The compensation amount is automatically calculated by the MIS and electronically approved by the programme officer. The bulk of the compensation is rejected by these functionaries, as approval would require them and their colleagues to pay the compensation amount. Also, only a part of the approved amount is actually paid to workers. From 2013-14 to 2017-18, only 4% of the calculated compensation was approved and only 61% of the approved amount was paid.

Why the crisis

Much of the crisis in MGNREGA wage payments stems from the government’s unwillingness to allot an adequate budget for the employment guarantee programme. The most damning evidence of this is a Ministry of Finance document of August 2017 which states that if workers were to be compensated for the full extent of wage delays, it would significantly increase the government’s financial burden.

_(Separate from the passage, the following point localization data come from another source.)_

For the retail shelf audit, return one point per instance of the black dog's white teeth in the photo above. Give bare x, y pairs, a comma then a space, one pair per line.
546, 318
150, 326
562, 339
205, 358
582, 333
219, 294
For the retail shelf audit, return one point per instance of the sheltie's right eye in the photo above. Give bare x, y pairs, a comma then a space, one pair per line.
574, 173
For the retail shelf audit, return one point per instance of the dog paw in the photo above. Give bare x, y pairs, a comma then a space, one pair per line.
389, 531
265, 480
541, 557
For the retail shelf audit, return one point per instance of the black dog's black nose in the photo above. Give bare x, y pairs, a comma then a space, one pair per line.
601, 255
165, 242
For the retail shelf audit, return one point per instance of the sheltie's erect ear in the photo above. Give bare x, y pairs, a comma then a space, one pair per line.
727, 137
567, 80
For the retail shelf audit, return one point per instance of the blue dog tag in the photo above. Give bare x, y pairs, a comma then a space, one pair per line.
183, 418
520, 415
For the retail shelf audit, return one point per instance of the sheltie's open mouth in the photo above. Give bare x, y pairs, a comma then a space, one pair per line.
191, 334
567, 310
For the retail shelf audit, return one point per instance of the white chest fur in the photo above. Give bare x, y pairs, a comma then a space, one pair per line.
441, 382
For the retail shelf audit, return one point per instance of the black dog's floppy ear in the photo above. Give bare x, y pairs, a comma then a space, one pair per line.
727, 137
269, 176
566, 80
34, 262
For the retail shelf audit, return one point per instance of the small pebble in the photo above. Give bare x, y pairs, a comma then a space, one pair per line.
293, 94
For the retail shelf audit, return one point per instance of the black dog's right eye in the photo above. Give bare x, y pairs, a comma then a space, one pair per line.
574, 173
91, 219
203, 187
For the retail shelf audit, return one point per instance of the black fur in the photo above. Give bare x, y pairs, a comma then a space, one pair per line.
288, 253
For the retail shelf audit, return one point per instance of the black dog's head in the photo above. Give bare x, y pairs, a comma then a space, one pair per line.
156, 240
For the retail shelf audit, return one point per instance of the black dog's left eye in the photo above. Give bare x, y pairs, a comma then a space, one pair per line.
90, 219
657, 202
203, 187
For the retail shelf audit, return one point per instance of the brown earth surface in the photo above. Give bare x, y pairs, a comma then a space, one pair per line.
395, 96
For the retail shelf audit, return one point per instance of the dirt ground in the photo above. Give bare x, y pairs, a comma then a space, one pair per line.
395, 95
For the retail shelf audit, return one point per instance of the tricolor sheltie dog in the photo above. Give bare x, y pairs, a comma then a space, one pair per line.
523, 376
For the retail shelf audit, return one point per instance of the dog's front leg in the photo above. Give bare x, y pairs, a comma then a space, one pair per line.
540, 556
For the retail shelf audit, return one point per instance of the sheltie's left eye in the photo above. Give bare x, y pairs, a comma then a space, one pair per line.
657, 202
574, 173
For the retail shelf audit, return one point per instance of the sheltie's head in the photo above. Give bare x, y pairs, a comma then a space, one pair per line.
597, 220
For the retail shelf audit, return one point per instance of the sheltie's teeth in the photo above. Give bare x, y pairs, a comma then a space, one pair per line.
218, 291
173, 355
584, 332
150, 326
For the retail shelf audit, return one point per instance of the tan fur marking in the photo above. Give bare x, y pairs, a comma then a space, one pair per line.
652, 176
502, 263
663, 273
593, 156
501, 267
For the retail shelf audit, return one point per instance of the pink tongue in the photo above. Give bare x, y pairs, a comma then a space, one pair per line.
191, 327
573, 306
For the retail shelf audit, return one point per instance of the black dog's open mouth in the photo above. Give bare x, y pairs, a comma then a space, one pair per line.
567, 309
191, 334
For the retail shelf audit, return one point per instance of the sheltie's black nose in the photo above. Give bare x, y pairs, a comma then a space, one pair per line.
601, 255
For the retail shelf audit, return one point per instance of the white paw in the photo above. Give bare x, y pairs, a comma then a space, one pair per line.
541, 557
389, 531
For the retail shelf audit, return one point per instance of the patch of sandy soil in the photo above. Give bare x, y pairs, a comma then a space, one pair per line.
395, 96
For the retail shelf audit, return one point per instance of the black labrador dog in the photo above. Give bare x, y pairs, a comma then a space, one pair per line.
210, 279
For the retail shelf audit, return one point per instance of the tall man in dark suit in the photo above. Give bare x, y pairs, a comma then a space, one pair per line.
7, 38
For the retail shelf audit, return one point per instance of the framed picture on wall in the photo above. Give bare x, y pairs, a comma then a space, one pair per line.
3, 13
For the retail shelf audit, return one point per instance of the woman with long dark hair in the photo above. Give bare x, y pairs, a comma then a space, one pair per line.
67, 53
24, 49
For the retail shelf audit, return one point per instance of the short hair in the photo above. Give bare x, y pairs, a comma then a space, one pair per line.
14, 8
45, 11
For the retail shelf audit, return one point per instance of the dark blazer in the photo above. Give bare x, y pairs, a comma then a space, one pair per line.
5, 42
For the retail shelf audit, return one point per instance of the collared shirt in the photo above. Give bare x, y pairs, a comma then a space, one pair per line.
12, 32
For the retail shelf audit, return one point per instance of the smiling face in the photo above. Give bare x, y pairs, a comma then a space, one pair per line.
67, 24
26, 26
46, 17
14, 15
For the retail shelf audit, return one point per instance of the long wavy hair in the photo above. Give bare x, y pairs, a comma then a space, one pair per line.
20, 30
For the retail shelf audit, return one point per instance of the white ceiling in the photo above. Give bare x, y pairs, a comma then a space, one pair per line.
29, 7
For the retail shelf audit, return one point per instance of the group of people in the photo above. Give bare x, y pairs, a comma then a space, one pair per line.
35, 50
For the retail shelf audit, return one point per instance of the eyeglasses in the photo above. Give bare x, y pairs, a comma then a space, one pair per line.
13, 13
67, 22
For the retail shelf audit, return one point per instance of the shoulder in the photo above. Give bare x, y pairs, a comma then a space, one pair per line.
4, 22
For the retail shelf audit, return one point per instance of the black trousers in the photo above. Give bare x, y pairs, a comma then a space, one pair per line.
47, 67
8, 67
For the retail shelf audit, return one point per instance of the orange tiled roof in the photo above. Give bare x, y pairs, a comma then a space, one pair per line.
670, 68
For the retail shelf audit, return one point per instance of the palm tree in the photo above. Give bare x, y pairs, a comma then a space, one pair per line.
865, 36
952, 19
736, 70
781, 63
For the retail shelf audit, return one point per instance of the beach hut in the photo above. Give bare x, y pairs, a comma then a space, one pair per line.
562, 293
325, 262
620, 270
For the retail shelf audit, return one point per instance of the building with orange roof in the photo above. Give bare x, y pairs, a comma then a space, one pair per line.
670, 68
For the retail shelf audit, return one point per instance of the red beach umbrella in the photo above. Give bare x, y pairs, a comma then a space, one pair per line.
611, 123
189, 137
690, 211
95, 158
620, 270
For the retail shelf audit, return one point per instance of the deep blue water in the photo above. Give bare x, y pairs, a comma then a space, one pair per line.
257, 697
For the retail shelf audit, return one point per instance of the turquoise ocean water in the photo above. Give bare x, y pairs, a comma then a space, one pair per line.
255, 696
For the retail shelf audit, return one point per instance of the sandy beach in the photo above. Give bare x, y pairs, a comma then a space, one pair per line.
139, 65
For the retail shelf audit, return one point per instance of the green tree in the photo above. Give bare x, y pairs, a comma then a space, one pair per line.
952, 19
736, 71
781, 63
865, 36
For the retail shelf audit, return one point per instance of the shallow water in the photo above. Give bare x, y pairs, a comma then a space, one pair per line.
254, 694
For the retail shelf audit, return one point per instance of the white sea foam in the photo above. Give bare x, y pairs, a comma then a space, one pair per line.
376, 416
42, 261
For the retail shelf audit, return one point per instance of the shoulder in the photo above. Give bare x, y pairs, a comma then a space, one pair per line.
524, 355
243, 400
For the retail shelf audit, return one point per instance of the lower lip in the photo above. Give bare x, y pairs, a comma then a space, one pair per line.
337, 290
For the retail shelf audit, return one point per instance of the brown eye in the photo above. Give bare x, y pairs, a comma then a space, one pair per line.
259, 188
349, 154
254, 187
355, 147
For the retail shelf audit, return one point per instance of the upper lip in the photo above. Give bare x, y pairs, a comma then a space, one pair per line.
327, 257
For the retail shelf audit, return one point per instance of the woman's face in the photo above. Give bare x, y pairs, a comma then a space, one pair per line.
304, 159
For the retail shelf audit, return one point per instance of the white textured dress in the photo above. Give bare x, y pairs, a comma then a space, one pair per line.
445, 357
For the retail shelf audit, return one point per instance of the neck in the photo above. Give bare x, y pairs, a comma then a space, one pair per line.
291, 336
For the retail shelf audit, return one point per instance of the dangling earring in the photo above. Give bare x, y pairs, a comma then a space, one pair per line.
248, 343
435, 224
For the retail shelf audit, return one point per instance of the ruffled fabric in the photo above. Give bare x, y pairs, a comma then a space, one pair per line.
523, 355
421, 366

After stagnation – and even a fall – in Central government expenditure on MGNREGA from 2010-11 to 2013-14, expenditure on MGNREGA has increased over the past four years. However, this increase is only in money terms, and is just about 0.3% of the country’s GDP. Last August, the Ministry of Rural Development demanded an additional Rs 17,000 crore to supplement the initial MGNREGA budget of Rs 48,000 crore for 2017-18. The Ministry of Finance approved only Rs 7,000, that too in January 2018. As mentioned above, to ration the inadequate funds, the Ministry of Rural Development frequently delays the processing of FTOs for wage payments. This year’s MGNREGA budget is only Rs 55,000 crore – the same as last year’s total budget in nominal terms.

Since the Central government failed to dilute MGNREGA through covert measures such as restricting it to the poorest districts or reducing the wage to material ratio, it has resorted to underfunding the employment guarantee programme. MGNREGA now functions more as a project to meet the infrastructural requirements of other government schemes – such as Swacch Bharat Mission, Pradhan Mantri Awas Yojana and the Integrated Child Development Services – than as a right to work programme. Legal entitlements of workers are disregarded on the pretext of improving quality of assets and curbing leakages. It is hoped that the opposition parties, media and civil society is able to expose the central government’s lack of commitment towards the most marginalised rural workers in the months leading to the next general election.

Ankita Aggarwal works with the secretariat of the Right to Food Campaign.